The journal  Neuron reported that stimulation to the anterior cingulate cortex (ACC), which, tightly linked to the Amygdala, is involved in functions such as emotion, pain, and cognitive control “elicits autonomic changes and the expectation of an imminent challenge coupled with a determined attitude to overcome it” (Neuron, Dec. 2013). The topic of  learning from brain disorders came up in a recent National Public Radio (NPR) report originating from KQED, on discovery of the brain phenomena and treatment of epilepsy. The NPR report pointed out how, for the past 50 years and more, researchers into the brain have been learning surprising things: “In the 1960s, a Canadian epilepsy specialist named Wilder Penfield found that by stimulating certain parts of the brain, he could make people move their hands involuntarily, or report a smell of burning leather” (NPR). Lightning Brain “Epilepsy gave us our first clue that parts of the brain are responsible for parts of the body, or for different senses,” says Dr. Edward Chang, a neurologist and neurosurgeon at the University of California, San Francisco, whose work with epilepsy patients has led to key findings about how humans process speech. The physical nature of the brain and thought, makes them subject to outside physical influences, including those that result from our own decisions:

“You wouldn’t think that a thought has a shape or smell or any sort of physical instantiation. Thoughts seem to be a kind of tremendous magic. But just like voices, thoughts are underpinned by physical stuff. We know this because alterations to the brain change the kinds of thoughts we can think. In a state of deep sleep, there are no thoughts. When the brain transitions into dream sleep, there are unbidden, bizarre thoughts. During the day we enjoy our normal, well accepted thoughts, which people enthusiastically modulate by spiking the chemical cocktails of the brain with alcohol, narcotics, cigarettes, coffee, or physical exercise. The state of the physical material determines the state of the thoughts” (Eagleman 2012).

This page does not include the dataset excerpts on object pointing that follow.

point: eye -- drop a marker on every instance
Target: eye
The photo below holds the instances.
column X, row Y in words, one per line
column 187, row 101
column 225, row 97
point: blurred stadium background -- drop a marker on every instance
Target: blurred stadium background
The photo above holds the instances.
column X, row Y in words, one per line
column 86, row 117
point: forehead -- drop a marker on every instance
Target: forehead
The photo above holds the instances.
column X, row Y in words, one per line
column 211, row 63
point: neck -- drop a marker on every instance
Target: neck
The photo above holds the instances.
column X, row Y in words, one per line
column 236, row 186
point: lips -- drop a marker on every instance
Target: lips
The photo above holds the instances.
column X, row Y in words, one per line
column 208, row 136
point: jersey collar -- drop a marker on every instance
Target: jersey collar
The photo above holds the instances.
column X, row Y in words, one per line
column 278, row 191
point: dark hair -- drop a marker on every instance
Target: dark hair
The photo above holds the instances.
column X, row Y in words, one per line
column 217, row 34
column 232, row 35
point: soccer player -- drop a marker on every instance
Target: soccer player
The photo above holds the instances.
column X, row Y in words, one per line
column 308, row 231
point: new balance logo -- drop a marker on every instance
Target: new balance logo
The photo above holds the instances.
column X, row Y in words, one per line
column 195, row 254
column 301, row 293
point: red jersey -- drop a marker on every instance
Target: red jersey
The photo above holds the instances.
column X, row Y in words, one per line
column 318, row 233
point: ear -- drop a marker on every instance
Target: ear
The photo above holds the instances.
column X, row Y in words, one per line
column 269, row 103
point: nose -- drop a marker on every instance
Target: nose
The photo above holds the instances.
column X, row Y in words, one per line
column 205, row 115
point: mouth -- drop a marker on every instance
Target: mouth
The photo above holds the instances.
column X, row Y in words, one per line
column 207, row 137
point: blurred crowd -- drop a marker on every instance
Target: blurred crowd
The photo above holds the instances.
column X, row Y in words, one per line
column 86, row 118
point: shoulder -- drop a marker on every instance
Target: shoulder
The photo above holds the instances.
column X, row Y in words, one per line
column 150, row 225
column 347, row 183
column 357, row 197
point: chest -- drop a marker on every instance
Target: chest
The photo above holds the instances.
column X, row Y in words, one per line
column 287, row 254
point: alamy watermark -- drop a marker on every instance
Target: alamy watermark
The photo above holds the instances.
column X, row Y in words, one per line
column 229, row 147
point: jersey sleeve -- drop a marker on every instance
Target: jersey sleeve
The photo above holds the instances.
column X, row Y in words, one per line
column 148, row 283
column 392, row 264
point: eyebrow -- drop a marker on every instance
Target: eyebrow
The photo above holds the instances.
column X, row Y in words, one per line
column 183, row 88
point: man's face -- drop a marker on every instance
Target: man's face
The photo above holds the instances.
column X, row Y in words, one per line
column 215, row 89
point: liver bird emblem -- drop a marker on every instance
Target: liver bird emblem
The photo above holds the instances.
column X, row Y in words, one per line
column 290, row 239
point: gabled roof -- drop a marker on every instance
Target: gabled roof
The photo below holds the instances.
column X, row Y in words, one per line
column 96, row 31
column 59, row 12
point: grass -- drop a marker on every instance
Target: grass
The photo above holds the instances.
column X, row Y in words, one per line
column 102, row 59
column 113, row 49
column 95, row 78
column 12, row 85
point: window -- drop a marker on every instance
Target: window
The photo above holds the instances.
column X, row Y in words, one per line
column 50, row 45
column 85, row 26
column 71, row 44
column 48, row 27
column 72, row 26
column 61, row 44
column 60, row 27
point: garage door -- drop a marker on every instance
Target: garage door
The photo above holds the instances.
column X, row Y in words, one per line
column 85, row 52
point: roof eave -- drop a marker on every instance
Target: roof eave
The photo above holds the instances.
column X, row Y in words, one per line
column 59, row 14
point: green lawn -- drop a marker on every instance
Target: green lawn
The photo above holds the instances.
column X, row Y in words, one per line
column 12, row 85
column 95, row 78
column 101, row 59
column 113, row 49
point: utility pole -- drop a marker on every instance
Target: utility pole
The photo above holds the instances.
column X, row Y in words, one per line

Some of the things we can learn from brain state changes and disorders occur at a small component level, such as microtubules. See my reference to research in Nematodes. Aphasia, receptive and expressive, tell us about the functions of Broca’s and Wernicke’s areas. There are several pathologies associated with Myelination. Much of the information I have discovered in my search for the seat of intelligence comes from discoveries around pathologies. Will intelligent machines have disorders? I presume so. And I further presume that the better machines get at understanding human intent, the more likely vexing quirks and anomalies are to appear.